I am looking for a case where RE-AUTH-REQUEST is sent to NAS with subscriber credentials captured via web Portal (web-logon) case.
From RFC 6733, we do have two options set in REAUTH-REQUEST-TYPE AVP of the action expected. From my use-case standpoint, I would like to inform
NAS to take AUTHENTICATE_ONLY action by sending AA-Request for credential validation.
Since this is not specified as part of this RFC, do you see this needs to be addressed?
RE-AUTH-REQUEST-TYPE AVP
The Re-Auth-Request-Type AVP (AVP Code 285) is of type Enumerated and is included in application-specific auth answers to inform the client of the action expected upon expiration of the Authorization-Lifetime.

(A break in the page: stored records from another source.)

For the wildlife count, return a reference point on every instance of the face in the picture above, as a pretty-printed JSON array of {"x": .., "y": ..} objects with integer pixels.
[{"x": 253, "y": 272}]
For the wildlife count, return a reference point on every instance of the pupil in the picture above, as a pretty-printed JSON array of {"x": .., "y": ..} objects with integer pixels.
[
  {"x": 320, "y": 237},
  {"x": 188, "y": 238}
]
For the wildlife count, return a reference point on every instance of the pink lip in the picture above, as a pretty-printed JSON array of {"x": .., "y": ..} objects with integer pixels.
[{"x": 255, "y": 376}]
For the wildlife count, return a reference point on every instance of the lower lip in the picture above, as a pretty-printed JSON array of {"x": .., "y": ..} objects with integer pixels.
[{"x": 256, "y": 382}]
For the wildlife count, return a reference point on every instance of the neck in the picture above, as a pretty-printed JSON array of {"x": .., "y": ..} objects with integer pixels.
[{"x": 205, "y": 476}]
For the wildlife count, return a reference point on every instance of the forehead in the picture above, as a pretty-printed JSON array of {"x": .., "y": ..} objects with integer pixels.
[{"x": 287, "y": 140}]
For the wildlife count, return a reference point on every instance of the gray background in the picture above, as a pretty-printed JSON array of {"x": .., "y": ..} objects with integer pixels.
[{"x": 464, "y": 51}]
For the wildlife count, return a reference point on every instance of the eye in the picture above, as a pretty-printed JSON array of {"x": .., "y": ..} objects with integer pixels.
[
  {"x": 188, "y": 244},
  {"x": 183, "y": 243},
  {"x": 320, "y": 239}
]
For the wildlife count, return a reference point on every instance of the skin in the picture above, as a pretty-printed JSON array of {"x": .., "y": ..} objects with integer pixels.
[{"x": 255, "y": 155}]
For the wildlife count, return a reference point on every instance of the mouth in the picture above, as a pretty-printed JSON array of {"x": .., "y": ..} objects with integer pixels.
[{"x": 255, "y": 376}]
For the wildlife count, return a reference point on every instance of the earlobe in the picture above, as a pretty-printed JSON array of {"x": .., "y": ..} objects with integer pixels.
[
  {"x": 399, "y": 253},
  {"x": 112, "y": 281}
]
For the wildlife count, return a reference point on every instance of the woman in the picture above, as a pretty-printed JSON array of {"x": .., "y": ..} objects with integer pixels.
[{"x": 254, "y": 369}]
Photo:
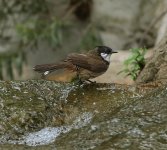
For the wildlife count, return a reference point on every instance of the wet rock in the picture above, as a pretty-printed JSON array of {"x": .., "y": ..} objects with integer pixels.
[{"x": 51, "y": 115}]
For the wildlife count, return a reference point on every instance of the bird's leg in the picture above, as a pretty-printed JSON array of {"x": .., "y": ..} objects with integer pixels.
[{"x": 78, "y": 76}]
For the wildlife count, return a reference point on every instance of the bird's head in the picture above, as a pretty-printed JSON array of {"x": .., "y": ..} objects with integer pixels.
[{"x": 105, "y": 52}]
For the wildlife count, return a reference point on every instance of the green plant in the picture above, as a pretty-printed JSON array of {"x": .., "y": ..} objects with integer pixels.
[{"x": 135, "y": 63}]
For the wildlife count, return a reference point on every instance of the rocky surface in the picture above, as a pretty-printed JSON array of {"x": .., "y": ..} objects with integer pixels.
[{"x": 50, "y": 115}]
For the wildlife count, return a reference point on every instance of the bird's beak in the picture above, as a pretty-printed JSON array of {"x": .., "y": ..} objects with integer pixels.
[{"x": 114, "y": 51}]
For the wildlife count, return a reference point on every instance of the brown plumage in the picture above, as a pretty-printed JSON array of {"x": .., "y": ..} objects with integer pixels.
[{"x": 86, "y": 66}]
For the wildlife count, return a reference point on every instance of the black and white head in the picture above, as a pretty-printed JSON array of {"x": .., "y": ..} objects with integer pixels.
[{"x": 105, "y": 52}]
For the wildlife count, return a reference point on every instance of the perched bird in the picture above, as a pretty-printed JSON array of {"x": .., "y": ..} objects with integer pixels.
[{"x": 85, "y": 66}]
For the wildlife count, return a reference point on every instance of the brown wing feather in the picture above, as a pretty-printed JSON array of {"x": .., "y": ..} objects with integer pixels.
[{"x": 88, "y": 62}]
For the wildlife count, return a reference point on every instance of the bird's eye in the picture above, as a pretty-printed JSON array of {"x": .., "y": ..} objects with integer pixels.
[{"x": 103, "y": 55}]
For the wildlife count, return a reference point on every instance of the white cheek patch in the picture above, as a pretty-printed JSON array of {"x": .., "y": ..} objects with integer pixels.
[
  {"x": 103, "y": 55},
  {"x": 106, "y": 56},
  {"x": 46, "y": 73}
]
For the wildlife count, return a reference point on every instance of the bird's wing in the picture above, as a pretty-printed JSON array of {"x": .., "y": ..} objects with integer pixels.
[{"x": 87, "y": 62}]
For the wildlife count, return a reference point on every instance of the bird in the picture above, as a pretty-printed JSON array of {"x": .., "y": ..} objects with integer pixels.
[{"x": 85, "y": 66}]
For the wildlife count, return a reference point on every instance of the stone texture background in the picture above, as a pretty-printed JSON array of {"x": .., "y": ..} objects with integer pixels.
[{"x": 122, "y": 23}]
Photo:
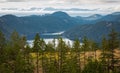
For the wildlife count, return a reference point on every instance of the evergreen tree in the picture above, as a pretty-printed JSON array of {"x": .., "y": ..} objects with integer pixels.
[
  {"x": 113, "y": 44},
  {"x": 77, "y": 49}
]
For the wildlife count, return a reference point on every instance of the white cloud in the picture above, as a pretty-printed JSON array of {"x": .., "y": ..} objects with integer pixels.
[{"x": 92, "y": 6}]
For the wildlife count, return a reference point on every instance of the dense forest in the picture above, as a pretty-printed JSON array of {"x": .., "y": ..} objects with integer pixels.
[{"x": 16, "y": 56}]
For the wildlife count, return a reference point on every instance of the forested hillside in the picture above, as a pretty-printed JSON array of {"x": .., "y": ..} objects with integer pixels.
[{"x": 16, "y": 56}]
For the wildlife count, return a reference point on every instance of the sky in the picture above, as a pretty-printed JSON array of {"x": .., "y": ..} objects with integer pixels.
[{"x": 72, "y": 7}]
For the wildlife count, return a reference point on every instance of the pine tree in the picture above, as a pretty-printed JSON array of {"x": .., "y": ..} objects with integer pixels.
[
  {"x": 113, "y": 44},
  {"x": 77, "y": 49},
  {"x": 36, "y": 49}
]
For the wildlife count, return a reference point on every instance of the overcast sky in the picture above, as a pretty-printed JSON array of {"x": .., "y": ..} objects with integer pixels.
[{"x": 72, "y": 7}]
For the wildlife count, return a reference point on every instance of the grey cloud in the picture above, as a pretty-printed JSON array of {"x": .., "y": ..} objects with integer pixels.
[
  {"x": 111, "y": 1},
  {"x": 70, "y": 9},
  {"x": 15, "y": 0}
]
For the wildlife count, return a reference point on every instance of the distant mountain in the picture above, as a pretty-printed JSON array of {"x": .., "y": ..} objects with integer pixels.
[
  {"x": 30, "y": 25},
  {"x": 93, "y": 17},
  {"x": 93, "y": 32},
  {"x": 94, "y": 26}
]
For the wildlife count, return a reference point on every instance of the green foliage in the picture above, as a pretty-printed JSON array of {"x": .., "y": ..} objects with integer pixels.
[{"x": 16, "y": 56}]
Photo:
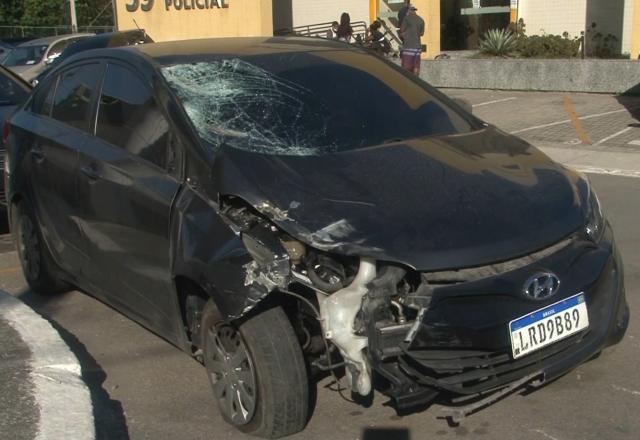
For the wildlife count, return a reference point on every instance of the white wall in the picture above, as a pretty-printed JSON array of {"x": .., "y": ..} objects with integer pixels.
[
  {"x": 628, "y": 26},
  {"x": 553, "y": 16},
  {"x": 307, "y": 12}
]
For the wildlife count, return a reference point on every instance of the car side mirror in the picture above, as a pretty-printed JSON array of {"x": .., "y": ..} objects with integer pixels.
[
  {"x": 52, "y": 58},
  {"x": 466, "y": 105}
]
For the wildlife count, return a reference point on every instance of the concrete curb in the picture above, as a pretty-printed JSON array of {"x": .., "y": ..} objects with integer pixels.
[
  {"x": 64, "y": 400},
  {"x": 594, "y": 161},
  {"x": 591, "y": 76}
]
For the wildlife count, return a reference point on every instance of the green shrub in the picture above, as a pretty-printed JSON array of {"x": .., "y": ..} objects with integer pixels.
[
  {"x": 499, "y": 42},
  {"x": 548, "y": 46}
]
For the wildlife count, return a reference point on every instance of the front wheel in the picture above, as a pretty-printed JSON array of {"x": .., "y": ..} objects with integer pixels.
[
  {"x": 257, "y": 372},
  {"x": 37, "y": 264}
]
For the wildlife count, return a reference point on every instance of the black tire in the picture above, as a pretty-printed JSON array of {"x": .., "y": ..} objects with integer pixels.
[
  {"x": 280, "y": 394},
  {"x": 37, "y": 264}
]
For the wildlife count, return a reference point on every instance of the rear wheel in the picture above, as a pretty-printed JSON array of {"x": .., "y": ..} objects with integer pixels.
[
  {"x": 257, "y": 372},
  {"x": 37, "y": 264}
]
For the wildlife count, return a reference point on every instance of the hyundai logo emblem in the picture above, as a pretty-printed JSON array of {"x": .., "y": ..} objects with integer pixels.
[{"x": 541, "y": 286}]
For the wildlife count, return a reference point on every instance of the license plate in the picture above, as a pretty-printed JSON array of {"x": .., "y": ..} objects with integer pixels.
[{"x": 548, "y": 325}]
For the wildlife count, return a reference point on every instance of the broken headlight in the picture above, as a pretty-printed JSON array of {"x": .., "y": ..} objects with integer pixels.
[{"x": 595, "y": 219}]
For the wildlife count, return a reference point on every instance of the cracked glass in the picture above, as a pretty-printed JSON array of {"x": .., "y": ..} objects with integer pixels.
[{"x": 304, "y": 104}]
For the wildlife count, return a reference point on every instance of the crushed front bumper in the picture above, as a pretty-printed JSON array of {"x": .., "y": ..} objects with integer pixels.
[{"x": 462, "y": 345}]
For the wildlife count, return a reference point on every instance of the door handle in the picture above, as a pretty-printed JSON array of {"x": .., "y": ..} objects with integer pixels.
[
  {"x": 91, "y": 171},
  {"x": 37, "y": 153}
]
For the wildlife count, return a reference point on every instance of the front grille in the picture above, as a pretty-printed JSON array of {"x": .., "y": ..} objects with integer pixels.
[
  {"x": 476, "y": 273},
  {"x": 472, "y": 372}
]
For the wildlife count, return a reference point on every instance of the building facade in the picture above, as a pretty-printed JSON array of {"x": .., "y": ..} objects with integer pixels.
[{"x": 450, "y": 24}]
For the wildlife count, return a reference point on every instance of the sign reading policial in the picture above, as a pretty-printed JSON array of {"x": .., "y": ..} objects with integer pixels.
[{"x": 147, "y": 5}]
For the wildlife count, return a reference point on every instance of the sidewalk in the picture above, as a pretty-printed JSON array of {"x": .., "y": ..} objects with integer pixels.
[
  {"x": 42, "y": 393},
  {"x": 19, "y": 412}
]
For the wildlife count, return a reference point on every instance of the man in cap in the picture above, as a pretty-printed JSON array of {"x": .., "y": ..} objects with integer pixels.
[{"x": 411, "y": 31}]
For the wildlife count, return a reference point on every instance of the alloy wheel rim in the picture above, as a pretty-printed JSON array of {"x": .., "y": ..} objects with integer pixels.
[
  {"x": 29, "y": 248},
  {"x": 232, "y": 374}
]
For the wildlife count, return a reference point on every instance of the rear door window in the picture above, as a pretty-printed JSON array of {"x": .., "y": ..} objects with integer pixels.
[
  {"x": 129, "y": 118},
  {"x": 72, "y": 101},
  {"x": 42, "y": 101}
]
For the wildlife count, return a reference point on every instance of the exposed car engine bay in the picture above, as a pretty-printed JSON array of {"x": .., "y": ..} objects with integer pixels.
[{"x": 353, "y": 296}]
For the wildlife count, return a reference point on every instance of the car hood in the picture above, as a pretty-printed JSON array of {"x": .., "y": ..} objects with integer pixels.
[{"x": 432, "y": 203}]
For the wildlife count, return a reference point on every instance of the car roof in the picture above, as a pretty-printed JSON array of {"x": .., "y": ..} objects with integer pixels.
[
  {"x": 53, "y": 39},
  {"x": 172, "y": 52},
  {"x": 150, "y": 56}
]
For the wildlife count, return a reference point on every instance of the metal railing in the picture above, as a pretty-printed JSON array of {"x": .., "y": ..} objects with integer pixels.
[
  {"x": 19, "y": 32},
  {"x": 321, "y": 30}
]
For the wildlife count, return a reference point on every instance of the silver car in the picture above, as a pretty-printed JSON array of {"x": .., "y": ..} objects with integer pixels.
[{"x": 30, "y": 58}]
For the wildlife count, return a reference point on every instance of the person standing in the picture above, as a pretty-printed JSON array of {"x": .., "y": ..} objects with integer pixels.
[
  {"x": 403, "y": 12},
  {"x": 411, "y": 31},
  {"x": 345, "y": 31},
  {"x": 332, "y": 34}
]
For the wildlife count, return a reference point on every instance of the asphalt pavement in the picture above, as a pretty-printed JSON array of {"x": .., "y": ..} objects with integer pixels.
[{"x": 144, "y": 388}]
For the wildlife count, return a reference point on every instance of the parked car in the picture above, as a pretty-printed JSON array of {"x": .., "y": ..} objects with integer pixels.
[
  {"x": 30, "y": 58},
  {"x": 13, "y": 92},
  {"x": 5, "y": 48},
  {"x": 268, "y": 204},
  {"x": 100, "y": 41}
]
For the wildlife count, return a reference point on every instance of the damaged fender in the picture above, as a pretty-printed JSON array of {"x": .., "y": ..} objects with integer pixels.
[{"x": 215, "y": 256}]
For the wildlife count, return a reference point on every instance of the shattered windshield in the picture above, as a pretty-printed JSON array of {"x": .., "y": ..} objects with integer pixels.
[{"x": 306, "y": 104}]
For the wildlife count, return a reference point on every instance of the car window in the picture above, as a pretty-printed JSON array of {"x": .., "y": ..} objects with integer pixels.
[
  {"x": 129, "y": 118},
  {"x": 25, "y": 55},
  {"x": 11, "y": 93},
  {"x": 73, "y": 95},
  {"x": 308, "y": 103},
  {"x": 42, "y": 101}
]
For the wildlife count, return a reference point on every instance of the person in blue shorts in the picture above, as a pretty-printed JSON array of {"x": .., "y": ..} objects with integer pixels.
[{"x": 411, "y": 31}]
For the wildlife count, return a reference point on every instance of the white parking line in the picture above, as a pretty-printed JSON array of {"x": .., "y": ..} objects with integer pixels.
[
  {"x": 608, "y": 138},
  {"x": 566, "y": 121},
  {"x": 64, "y": 401},
  {"x": 494, "y": 102}
]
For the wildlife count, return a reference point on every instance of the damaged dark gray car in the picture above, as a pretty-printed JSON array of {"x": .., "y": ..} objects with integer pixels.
[{"x": 279, "y": 207}]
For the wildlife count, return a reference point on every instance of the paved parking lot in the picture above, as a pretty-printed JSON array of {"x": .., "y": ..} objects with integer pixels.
[
  {"x": 561, "y": 120},
  {"x": 143, "y": 388}
]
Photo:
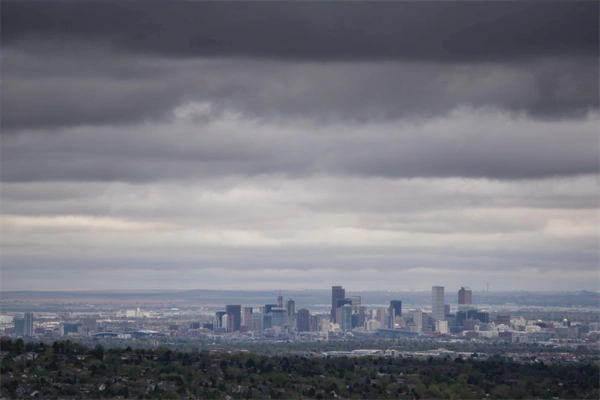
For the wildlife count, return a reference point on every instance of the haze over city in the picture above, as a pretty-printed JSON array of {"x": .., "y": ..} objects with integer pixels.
[{"x": 251, "y": 146}]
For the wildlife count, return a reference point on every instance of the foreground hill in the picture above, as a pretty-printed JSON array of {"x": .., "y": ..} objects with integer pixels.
[{"x": 67, "y": 370}]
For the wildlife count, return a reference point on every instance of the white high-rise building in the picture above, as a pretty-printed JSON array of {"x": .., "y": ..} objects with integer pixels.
[
  {"x": 418, "y": 320},
  {"x": 438, "y": 312},
  {"x": 441, "y": 326}
]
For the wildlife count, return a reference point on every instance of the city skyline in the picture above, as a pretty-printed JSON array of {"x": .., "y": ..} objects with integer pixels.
[{"x": 373, "y": 145}]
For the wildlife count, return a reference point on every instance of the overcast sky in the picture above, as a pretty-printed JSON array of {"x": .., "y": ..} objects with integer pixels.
[{"x": 300, "y": 145}]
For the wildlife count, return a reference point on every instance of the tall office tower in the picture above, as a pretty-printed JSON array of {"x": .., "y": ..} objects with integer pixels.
[
  {"x": 19, "y": 325},
  {"x": 219, "y": 319},
  {"x": 290, "y": 308},
  {"x": 303, "y": 320},
  {"x": 224, "y": 322},
  {"x": 362, "y": 316},
  {"x": 236, "y": 311},
  {"x": 465, "y": 296},
  {"x": 338, "y": 309},
  {"x": 355, "y": 303},
  {"x": 257, "y": 322},
  {"x": 247, "y": 317},
  {"x": 437, "y": 303},
  {"x": 381, "y": 317},
  {"x": 337, "y": 293},
  {"x": 346, "y": 320},
  {"x": 315, "y": 322},
  {"x": 231, "y": 323},
  {"x": 268, "y": 308},
  {"x": 418, "y": 320},
  {"x": 394, "y": 310},
  {"x": 28, "y": 324},
  {"x": 278, "y": 316}
]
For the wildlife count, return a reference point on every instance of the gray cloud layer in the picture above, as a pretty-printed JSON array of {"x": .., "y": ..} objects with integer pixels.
[
  {"x": 183, "y": 144},
  {"x": 428, "y": 31}
]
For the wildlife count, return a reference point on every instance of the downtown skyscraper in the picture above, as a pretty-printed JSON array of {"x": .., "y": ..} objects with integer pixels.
[
  {"x": 337, "y": 293},
  {"x": 437, "y": 303}
]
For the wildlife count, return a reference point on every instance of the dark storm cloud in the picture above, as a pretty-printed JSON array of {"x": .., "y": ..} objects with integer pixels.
[
  {"x": 95, "y": 86},
  {"x": 467, "y": 143},
  {"x": 430, "y": 31},
  {"x": 69, "y": 64}
]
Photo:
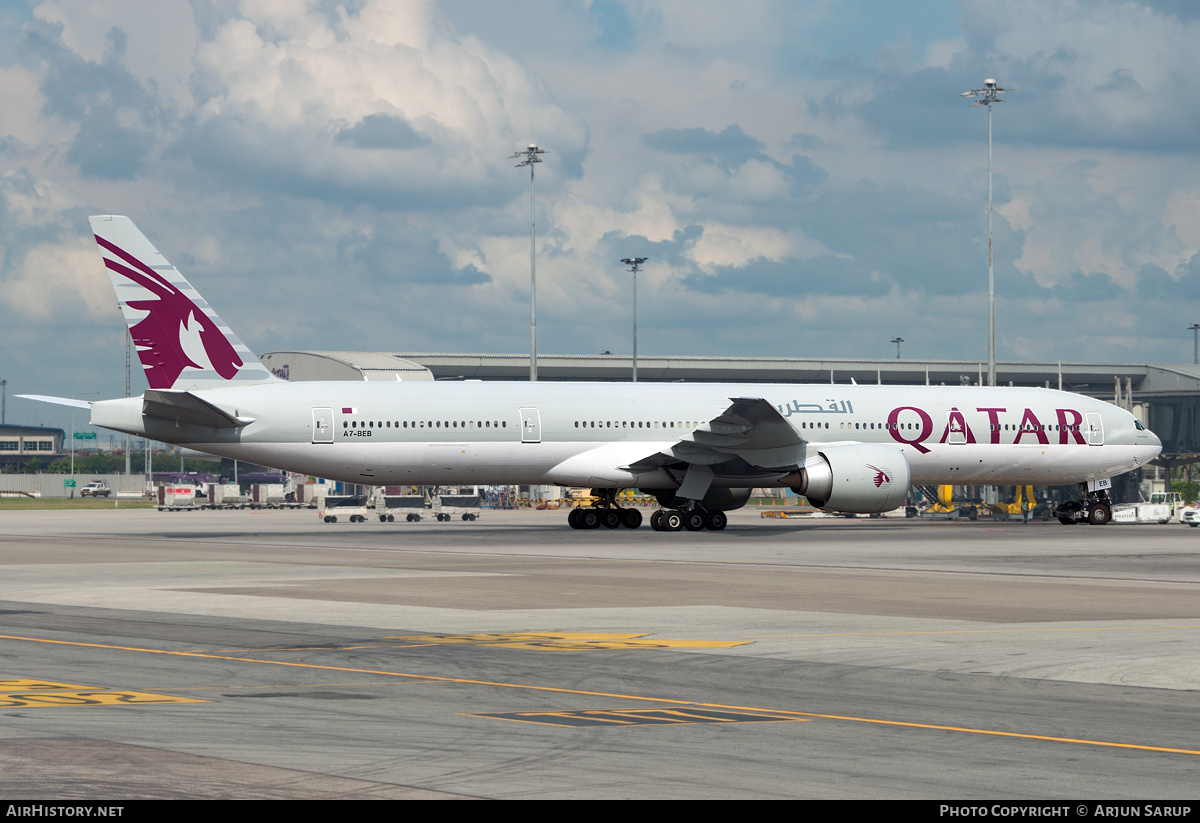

If the answer message contains an Authorization-Lifetime AVP with a positive value, the Re-Auth-Request-Type AVP MUST be present in an answer message. The following values are defined:
AUTHORIZE_ONLY 0
An authorization only re-auth is expected upon expiration of the Authorization-Lifetime. This is the default value if the AVP is not present in answer messages that include the Authorization-Lifetime.
AUTHORIZE_AUTHENTICATE 1
An authentication and authorization re-auth is expected upon expiration of the Authorization-Lifetime.